Puberty and the Carpet Guy

I've laughed so hard telling this story a couple of times that I finally decided to post it.

#1's class was going to watch a video on puberty at school. We wanted to preview it first, but could never find time to do it together. So the day before permission slips were due, with Mike making preparations to go out of town that afternoon and with the carpet guy hard at work, I began the preview. I found myself right back in 6th grade squirming in my seat.

But that wasn't all I wanted to do when I looked over my shoulder to see the carpet guy noticing the diagram of male anatomy going through various stages. Could the desk swallow me up, please?

Of course, being me, I couldn't stand the idea that the carpet guy might leave thinking I had been watching something questionable (since he didn't see the rest and couldn't hear it over his work).

So, yes, I must admit, I brought it up with the carpet guy.

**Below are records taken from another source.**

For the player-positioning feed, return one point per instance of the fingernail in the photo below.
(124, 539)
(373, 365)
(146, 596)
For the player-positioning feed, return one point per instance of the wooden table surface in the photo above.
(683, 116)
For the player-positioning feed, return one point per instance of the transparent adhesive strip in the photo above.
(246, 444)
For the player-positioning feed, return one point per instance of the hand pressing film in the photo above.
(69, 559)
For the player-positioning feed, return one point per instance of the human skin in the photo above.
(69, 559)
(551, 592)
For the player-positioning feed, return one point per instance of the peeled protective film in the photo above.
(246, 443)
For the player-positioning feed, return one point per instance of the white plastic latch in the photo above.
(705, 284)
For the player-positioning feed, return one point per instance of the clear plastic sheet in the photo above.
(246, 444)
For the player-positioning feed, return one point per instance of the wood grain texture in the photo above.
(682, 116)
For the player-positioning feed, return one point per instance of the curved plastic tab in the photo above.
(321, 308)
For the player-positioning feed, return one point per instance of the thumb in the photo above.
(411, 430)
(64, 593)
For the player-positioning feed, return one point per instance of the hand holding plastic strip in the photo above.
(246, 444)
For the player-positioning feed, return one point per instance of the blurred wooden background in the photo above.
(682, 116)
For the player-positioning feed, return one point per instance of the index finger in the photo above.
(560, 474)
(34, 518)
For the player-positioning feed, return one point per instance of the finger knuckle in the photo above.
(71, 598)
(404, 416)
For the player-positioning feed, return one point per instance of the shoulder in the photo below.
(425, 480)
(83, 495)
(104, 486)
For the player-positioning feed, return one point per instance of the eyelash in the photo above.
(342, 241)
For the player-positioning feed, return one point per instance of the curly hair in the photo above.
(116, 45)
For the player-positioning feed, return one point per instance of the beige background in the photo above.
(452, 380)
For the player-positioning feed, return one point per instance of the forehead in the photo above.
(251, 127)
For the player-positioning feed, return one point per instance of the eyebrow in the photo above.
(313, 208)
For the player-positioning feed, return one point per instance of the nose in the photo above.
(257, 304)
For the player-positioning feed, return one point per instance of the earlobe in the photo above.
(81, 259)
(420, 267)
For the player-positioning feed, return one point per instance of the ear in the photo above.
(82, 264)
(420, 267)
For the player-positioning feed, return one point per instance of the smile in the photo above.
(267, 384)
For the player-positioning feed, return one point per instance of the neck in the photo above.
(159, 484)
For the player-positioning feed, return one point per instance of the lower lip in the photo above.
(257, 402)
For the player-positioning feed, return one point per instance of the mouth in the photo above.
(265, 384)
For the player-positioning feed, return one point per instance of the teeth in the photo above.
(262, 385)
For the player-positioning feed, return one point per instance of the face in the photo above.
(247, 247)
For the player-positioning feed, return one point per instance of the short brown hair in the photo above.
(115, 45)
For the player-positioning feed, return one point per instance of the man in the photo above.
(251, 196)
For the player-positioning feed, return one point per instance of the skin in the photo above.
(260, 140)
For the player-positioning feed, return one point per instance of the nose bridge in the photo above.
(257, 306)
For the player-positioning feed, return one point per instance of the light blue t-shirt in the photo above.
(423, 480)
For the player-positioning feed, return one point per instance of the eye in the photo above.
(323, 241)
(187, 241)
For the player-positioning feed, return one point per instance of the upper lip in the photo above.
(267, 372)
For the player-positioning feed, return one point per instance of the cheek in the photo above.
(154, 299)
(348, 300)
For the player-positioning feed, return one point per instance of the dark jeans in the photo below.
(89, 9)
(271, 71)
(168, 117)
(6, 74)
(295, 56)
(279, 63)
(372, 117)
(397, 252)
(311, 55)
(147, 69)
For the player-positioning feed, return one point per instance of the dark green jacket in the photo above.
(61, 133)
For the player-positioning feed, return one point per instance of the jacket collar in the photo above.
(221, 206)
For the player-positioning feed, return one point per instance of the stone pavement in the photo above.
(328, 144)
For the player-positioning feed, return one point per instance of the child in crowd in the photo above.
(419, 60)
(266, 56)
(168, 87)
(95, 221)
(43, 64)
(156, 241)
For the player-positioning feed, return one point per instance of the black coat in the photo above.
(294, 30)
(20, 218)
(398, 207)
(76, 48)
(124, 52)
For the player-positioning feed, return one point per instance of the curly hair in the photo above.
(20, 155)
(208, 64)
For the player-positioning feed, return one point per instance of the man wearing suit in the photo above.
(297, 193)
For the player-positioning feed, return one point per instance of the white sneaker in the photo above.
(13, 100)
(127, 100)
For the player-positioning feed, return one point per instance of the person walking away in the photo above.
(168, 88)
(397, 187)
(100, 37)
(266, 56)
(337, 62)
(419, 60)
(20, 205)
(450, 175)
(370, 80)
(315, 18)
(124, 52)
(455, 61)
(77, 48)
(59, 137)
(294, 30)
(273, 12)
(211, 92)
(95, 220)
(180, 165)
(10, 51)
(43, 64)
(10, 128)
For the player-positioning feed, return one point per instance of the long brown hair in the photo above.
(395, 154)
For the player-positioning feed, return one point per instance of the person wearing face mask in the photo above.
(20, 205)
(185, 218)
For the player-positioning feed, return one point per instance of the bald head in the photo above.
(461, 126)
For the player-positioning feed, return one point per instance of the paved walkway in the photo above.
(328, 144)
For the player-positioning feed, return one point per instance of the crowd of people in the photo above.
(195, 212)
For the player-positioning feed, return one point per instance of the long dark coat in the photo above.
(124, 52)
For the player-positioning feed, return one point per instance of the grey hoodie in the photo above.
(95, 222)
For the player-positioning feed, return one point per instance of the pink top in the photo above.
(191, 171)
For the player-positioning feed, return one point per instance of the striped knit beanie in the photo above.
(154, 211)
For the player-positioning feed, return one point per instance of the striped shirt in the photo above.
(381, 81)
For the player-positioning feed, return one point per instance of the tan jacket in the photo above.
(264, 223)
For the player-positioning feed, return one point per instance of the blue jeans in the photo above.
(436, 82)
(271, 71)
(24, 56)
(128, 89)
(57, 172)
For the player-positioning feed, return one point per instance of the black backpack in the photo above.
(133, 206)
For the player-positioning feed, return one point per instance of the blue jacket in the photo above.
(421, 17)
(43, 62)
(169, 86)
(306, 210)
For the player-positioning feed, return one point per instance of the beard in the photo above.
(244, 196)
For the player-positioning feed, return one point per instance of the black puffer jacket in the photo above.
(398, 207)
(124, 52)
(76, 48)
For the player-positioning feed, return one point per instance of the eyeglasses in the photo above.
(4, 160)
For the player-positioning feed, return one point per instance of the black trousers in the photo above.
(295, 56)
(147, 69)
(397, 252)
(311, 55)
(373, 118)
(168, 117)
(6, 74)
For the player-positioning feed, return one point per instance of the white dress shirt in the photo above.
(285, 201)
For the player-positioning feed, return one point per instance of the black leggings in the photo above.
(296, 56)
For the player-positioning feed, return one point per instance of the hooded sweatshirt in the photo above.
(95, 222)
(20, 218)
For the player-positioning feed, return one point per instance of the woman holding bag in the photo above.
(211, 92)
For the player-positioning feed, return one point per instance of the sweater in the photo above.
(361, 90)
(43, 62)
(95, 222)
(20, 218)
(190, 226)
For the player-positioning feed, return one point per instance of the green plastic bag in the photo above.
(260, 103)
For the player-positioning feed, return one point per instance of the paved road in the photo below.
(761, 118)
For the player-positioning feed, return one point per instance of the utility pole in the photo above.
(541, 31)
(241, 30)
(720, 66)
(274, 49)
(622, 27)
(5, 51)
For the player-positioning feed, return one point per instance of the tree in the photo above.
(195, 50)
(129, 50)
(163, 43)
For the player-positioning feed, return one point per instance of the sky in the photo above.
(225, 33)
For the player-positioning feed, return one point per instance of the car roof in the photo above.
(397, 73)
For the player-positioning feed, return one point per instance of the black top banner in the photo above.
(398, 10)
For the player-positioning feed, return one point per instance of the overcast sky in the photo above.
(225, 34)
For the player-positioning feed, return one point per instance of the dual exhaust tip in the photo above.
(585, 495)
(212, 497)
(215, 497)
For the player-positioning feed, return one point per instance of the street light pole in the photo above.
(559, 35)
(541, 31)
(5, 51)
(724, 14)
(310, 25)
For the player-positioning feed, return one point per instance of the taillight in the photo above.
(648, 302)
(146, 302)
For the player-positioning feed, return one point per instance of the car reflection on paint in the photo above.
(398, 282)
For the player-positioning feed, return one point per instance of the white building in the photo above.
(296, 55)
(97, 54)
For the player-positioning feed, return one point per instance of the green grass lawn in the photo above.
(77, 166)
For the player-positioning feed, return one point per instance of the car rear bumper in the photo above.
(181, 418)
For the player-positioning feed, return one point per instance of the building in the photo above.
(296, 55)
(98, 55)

Now, do you want to be swallowed by your desk imagining my conversation?? It went something like this.
Me: So, do you have kids, Al?
CG: Yes, three.
Me: How old?
CG tells ages.
Me: Oh, so you've already had to have the puberty discussion, huh?

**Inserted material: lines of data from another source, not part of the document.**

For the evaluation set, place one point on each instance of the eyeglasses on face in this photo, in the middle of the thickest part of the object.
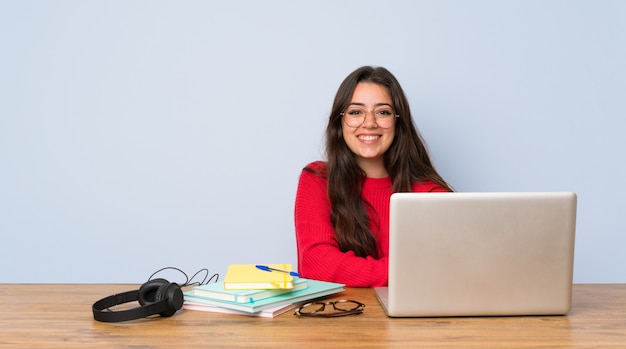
(341, 307)
(355, 116)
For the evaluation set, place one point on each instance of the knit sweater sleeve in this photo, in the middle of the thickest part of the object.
(319, 256)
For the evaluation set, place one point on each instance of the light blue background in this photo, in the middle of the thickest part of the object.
(141, 134)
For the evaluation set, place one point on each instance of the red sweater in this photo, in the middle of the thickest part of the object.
(319, 256)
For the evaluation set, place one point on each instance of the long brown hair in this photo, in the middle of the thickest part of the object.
(407, 162)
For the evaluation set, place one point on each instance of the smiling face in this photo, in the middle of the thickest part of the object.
(369, 141)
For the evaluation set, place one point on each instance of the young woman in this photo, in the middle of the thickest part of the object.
(342, 205)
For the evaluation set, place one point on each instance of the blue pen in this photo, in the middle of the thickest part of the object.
(266, 268)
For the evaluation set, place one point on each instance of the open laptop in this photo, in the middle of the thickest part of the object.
(480, 254)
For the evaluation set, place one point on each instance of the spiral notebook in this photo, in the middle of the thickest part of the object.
(480, 254)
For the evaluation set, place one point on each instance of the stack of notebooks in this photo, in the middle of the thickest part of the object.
(248, 290)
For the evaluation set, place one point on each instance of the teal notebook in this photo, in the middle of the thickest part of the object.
(315, 289)
(216, 291)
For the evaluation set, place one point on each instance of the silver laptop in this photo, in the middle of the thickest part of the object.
(480, 254)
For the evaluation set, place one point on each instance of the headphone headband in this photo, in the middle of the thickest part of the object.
(166, 300)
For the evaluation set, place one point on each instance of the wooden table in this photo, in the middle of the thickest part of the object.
(59, 316)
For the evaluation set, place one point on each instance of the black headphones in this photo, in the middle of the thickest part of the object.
(157, 296)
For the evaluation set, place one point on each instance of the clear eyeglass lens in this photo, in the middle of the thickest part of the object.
(347, 306)
(355, 117)
(311, 308)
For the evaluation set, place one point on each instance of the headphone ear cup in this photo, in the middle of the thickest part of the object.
(148, 291)
(174, 296)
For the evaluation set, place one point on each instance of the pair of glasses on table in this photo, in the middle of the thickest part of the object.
(341, 307)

Yes, this was my well-crafted intro to the conversation.
CG: Oh, yeah, I take the boys and my wife takes our daughter.
Me: Good! I'm off the hook!!
CG: Of course, there needs to be some cross over so that the kids know we feel the same way.
Me: Right. That's why I was prepping to talk with our oldest about the puberty video he's going to watch at school.

I'm not going to go through the whole thing, but suffice it to say we discussed the book he uses, some of the topics on the agenda, and the need for recaps. How do I do this to myself? Mike walked in partway through the discussion, and I have to say I was incredibly proud of his composure finding his wife discussing puberty with the carpet guy.